Liver damage is common in leptospirosis infection and can present as slight disturbances in serum liver function tests or fulminant hepatic failure. Previous reports concerning pathological findings of liver disease in leptospirosis include hyperplasia of Kupffer cells, cholestasis, cell infiltration in portal areas, and sometimes extensive necrosis of hepatocytes leading to hepatic failure [8]. This has been demonstrated in these two cases, where extensive hepatocyte necrosis was identified on histopathological investigation of explanted liver, after transplantation. As demonstrated through the cases presented herein, liver injury can be rapid, important, and irreversible, sometimes leading to the death of the patient.For this reason, even in the absence of encephalopathy, every patient with a severe acute hepatitis associated with leptospirosis infection should be referred to a hospital with a transplant centre for optimal clinical management, which may include transplantation. If liver transplantation is indicated, timing will be important.

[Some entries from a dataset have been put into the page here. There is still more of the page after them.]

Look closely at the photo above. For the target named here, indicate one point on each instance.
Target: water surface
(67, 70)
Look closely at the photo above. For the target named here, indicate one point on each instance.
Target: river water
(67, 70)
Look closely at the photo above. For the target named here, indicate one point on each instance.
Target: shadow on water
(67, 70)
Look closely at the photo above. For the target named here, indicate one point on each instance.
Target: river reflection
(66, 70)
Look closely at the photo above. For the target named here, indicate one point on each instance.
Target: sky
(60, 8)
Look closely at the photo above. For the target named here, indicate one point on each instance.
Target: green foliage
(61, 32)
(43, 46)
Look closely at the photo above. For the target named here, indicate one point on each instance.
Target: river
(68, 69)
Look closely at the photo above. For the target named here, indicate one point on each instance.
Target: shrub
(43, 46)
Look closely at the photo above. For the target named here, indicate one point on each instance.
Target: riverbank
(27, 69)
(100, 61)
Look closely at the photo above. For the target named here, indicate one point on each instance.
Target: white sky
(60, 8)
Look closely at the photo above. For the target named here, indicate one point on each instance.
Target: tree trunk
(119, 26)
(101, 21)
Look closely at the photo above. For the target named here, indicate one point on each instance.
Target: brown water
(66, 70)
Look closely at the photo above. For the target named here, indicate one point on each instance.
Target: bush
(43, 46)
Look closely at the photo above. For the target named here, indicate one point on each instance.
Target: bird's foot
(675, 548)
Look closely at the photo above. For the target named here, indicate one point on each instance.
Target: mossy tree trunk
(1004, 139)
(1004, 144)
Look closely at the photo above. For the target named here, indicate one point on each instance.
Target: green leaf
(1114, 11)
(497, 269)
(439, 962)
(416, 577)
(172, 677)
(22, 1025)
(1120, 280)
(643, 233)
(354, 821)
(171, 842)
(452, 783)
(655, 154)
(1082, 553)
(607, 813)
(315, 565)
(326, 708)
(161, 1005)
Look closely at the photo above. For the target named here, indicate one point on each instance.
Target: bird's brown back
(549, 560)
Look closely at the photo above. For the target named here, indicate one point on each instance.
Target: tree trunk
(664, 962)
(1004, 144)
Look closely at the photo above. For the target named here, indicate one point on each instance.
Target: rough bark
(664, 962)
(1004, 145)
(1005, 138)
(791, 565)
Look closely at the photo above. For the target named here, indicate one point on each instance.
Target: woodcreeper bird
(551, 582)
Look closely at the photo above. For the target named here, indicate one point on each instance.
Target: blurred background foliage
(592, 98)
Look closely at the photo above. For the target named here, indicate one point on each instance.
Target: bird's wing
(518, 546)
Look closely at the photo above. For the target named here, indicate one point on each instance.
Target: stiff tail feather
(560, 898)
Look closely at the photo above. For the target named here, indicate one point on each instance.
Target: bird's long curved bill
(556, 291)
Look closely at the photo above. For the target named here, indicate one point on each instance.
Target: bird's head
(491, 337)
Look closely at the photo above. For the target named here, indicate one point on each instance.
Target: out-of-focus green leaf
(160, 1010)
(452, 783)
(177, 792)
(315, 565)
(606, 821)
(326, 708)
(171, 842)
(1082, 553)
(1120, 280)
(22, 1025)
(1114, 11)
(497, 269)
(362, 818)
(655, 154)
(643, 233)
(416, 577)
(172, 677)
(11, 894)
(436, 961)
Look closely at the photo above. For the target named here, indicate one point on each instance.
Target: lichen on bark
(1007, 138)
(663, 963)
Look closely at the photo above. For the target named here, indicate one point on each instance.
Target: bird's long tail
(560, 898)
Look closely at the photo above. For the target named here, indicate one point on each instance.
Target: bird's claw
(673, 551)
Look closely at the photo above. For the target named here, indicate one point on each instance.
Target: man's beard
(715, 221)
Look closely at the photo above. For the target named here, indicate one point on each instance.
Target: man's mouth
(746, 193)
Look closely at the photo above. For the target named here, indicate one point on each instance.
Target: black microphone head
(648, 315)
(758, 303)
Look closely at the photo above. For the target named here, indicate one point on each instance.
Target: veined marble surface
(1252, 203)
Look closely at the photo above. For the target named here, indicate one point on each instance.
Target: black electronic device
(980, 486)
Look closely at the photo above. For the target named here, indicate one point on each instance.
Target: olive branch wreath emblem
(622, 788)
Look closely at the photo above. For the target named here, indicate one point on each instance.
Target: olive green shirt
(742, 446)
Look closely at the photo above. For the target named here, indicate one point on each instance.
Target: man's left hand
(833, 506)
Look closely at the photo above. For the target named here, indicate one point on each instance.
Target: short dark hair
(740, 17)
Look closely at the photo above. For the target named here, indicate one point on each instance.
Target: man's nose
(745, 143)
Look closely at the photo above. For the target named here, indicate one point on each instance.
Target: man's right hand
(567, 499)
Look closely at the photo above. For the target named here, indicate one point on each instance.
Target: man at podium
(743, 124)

Serology is the most common test used to diagnose leptospirosis. MAT is the gold standard to detect both immunoglobulin M (IgM) and immunoglobulin G class agglutinating antibodies. However, it requires significant expertise [9]. IgM ELISA are more commonly performed as an initial screening test as they are easier to carry out, although less specific. Interpretation of serology can be complicated as the first sample is negative in half of the cases, and the test can remain negative when early antibiotic treatment is administered [10]. Therefore, negative serology does not exclude the diagnosis and must be repeated 7 days to 2 weeks later. Molecular methods detect leptospira nucleic acids in the blood in the days following the onset of clinical signs (bacteraemic phase). Leptospires then disappear from the bloodstream (immune phase) (Figure 1). PCR can sometimes detect leptospira in the CSF, and transiently in the urine, from the second week of the pathological course. In the first case, leptospirosis diagnosis was made 7 days after the appearance of the first symptoms, by positive MAT and ELISA, confirmed with PCR detection of leptospira DNA in blood and urine.In the second case, reaching a diagnosis took longer. Indeed, a first leptospira serology test, performed during the first days of hospitalisation, was negative. The diagnosis was made 12 days later by a second positive serology (ELISA and MAT). Furthermore, PCR performed on blood, CSF, and urine samples more than 3 weeks after the first symptoms did not detect leptospira DNA. The value of the various diagnostic tests therefore depends on the stage of the disease and whether the patient has received antibiotics.

Early antibiotic treatment of leptospirosis has been associated with a better prognosis [11]. Intravenous penicillin is the drug of choice, although ceftriaxone, cefotaxime, and carbapenems are also effective. Treatment duration is 5–7 days. In case of allergy to penicillin, the treatment of choice is orally administered doxycycline. Importantly, the choice of antibiotic administered does not depend on the leptospira serotype.

In conclusion, Leptospirosis infection is characterised by a generalised vasculitis responsible for a broad spectrum of clinical manifestations, including acute organ failure that can lead to death. The two reported cases presented differing clinical pictures; however, both patients experienced significant liver injury that required orthotopic liver transplantation.

Where possible, informed consent was obtained from patients for publication of these case reports.

Conflicts of Interest

The authors declare that there are no conflicts of interest regarding the publication of this article.

Funding

This work was supported by institutional and/or departmental sources.